“O canto e a reza do pajé/O canto e a dança do pajé” marcaram o tom do terceiro Bar do Boi da temporada no Sambódromo de Manaus, zona Centro-Oeste da capital, no último sábado (2/5). O evento teve como tema “Misticismo e Revolução”, e reuniu torcedores em uma programação marcada pela reunião inédita dos ex-pajés (item 12) Waldir Santana e Netto Simões, ao lado do atual pajé Erick Beltrão, promovendo um encontro de gerações de um dos itens mais representativos do Boi-Bumbá Caprichoso.
LEIA TAMBÉM: Os Neiffs comandam Aniversário do Forró Ideal em edição “Pé na Areia” em Manaus
Já consolidada como uma das edições mais aguardadas da temporada de ensaios para o Festival de Parintins, a programação resgatou toadas de décadas passadas inspiradas em lendas, mitos e ritos amazônicos. A proposta conduziu o público por uma atmosfera ritualística, em que música, dança e memória coletiva dialogaram no mesmo compasso.

Para a confeiteira e marujeira Lorrainy Couto, a edição dedicada às lendas e rituais despertou sentimentos ligados à memória afetiva. “Em mim, gerou a expectativa de reviver as noites memoráveis, inesquecíveis do nosso Boi, de sentir a mesma sensação que vivemos todos esses anos, ouvindo toadas antológicas, que nos leva de volta a um passado carregado de misticismo, espiritualidade, ao sagrado, ao divino. Essa noite foi de êxtase e contemplação ao torcedor Caprichoso”, afirmou.

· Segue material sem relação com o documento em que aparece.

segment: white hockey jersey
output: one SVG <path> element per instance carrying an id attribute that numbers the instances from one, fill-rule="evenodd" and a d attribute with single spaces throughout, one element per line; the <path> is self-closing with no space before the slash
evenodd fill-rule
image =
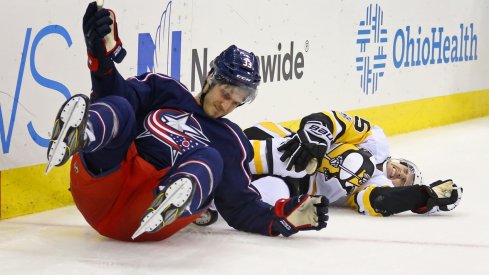
<path id="1" fill-rule="evenodd" d="M 370 192 L 375 187 L 394 186 L 376 168 L 376 165 L 382 164 L 389 157 L 389 143 L 382 128 L 371 126 L 367 120 L 358 116 L 352 118 L 343 112 L 329 111 L 322 114 L 331 121 L 329 128 L 334 144 L 328 149 L 316 173 L 310 177 L 308 193 L 324 195 L 333 205 L 348 205 L 360 213 L 381 216 L 370 205 Z M 286 163 L 280 161 L 281 153 L 277 150 L 285 136 L 298 130 L 299 123 L 300 120 L 283 124 L 264 122 L 254 126 L 273 137 L 273 142 L 268 144 L 269 150 L 273 150 L 273 163 L 267 163 L 271 158 L 266 157 L 266 142 L 252 140 L 255 151 L 255 158 L 250 163 L 252 173 L 295 178 L 305 176 L 305 172 L 286 170 Z M 367 155 L 370 156 L 368 159 L 365 154 L 360 154 L 362 149 L 371 154 Z M 373 164 L 373 173 L 367 173 L 369 163 Z M 273 171 L 269 171 L 269 167 L 273 167 Z M 279 198 L 273 196 L 274 190 L 277 195 L 284 194 L 283 186 L 277 185 L 276 181 L 267 185 L 266 180 L 260 179 L 255 186 L 260 192 L 266 192 L 267 199 L 272 201 Z"/>

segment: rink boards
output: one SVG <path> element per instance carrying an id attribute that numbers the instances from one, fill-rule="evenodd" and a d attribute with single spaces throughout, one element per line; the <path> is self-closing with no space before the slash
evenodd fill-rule
<path id="1" fill-rule="evenodd" d="M 481 90 L 352 110 L 350 113 L 382 125 L 387 135 L 489 115 L 489 90 Z M 298 124 L 298 120 L 284 123 Z M 0 172 L 1 218 L 11 218 L 73 203 L 69 188 L 69 165 L 53 169 L 44 176 L 46 165 Z"/>
<path id="2" fill-rule="evenodd" d="M 0 11 L 9 26 L 0 30 L 9 38 L 0 46 L 2 219 L 72 203 L 67 168 L 43 171 L 58 107 L 90 93 L 81 31 L 87 3 L 10 1 Z M 488 1 L 105 4 L 128 51 L 118 65 L 124 77 L 164 73 L 197 93 L 222 49 L 253 51 L 259 95 L 229 116 L 242 127 L 335 109 L 393 135 L 489 115 Z"/>

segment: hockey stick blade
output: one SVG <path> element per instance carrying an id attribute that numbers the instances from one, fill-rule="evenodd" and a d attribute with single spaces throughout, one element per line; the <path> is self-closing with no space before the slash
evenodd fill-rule
<path id="1" fill-rule="evenodd" d="M 100 10 L 104 7 L 104 0 L 97 0 L 97 10 Z"/>

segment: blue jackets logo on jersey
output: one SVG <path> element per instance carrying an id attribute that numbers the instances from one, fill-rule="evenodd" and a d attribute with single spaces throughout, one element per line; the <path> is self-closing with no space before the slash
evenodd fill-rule
<path id="1" fill-rule="evenodd" d="M 179 110 L 154 111 L 146 117 L 144 127 L 145 131 L 136 139 L 155 138 L 165 144 L 169 149 L 172 165 L 182 153 L 208 146 L 210 142 L 192 114 Z"/>

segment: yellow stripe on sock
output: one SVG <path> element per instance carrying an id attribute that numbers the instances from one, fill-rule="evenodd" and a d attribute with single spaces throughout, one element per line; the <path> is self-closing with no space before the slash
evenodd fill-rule
<path id="1" fill-rule="evenodd" d="M 277 126 L 276 123 L 273 123 L 273 122 L 262 122 L 260 123 L 263 127 L 267 128 L 267 130 L 281 136 L 281 137 L 285 137 L 288 135 L 287 132 L 285 132 L 284 130 L 282 130 L 280 127 Z"/>
<path id="2" fill-rule="evenodd" d="M 253 161 L 255 162 L 255 170 L 258 175 L 263 174 L 263 161 L 260 154 L 260 144 L 259 140 L 253 140 L 253 153 L 255 154 Z"/>
<path id="3" fill-rule="evenodd" d="M 365 192 L 362 195 L 362 202 L 363 202 L 363 208 L 368 211 L 368 214 L 370 216 L 377 216 L 380 217 L 382 216 L 380 213 L 377 213 L 372 205 L 370 204 L 370 193 L 372 193 L 372 190 L 374 190 L 375 186 L 371 185 L 369 186 Z"/>

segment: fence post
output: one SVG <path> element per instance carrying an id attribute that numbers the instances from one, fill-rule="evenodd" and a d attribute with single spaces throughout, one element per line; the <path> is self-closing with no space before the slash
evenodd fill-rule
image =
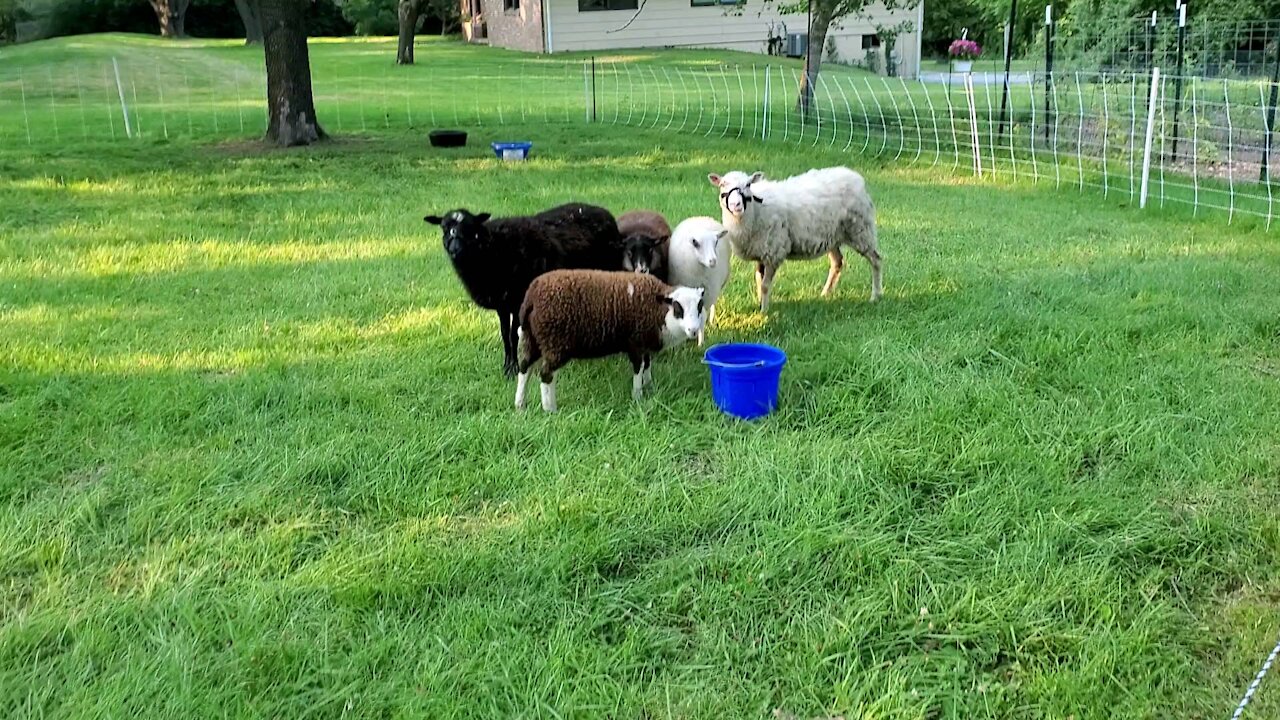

Animada, a professora Larissa Rodrigues também enfatizou o caráter simbólico da programação. “Foi uma noite de muita magia, onde encontramos as nossas ancestralidades”, destacou.
Um dos momentos centrais da noite foi a participação dos três últimos intérpretes do item Pajé no Boi Caprichoso: Waldir Santana (1992–2016), Netto Simões (2017–2019) e Erick Beltrão (desde 2020). Juntos, eles somam 34 anos de trajetória no Festival de Parintins, representando diferentes fases de um item que simboliza a dimensão espiritual do espetáculo azul e branco.
A programação musical contou ainda com apresentações de Ornello Reis, Júlio Persil, Márcio do Boi, Edmundo Oran, Diego Brelaz e Paulinho Viana, além da participação da Marujada de Guerra, do Corpo de Dança Caprichoso (CDC) e da Raça Azul.

Entre os destaques do repertório, foram resgatadas toadas de forte dimensão simbólica, como Ritual da Vida (1998), Oração da Montanha (1999), Misterioso Kuraka (2000), Boiúna (2011), Tribálica (2010), Coacy Beija-Flor (2004), Tamba Tajá (2003), entre outras, reafirmando a permanência dessas narrativas na memória afetiva da Nação Azul e Branca.
Realizado como parte da agenda preparatória para o Festival de Parintins, o Bar do Boi é promovido pelo Movimento Marujada, em parceria com a Secretaria de Estado de Cultura e Economia Criativa do Amazonas (SEC). A próxima edição está marcada para o dia 23 de maio.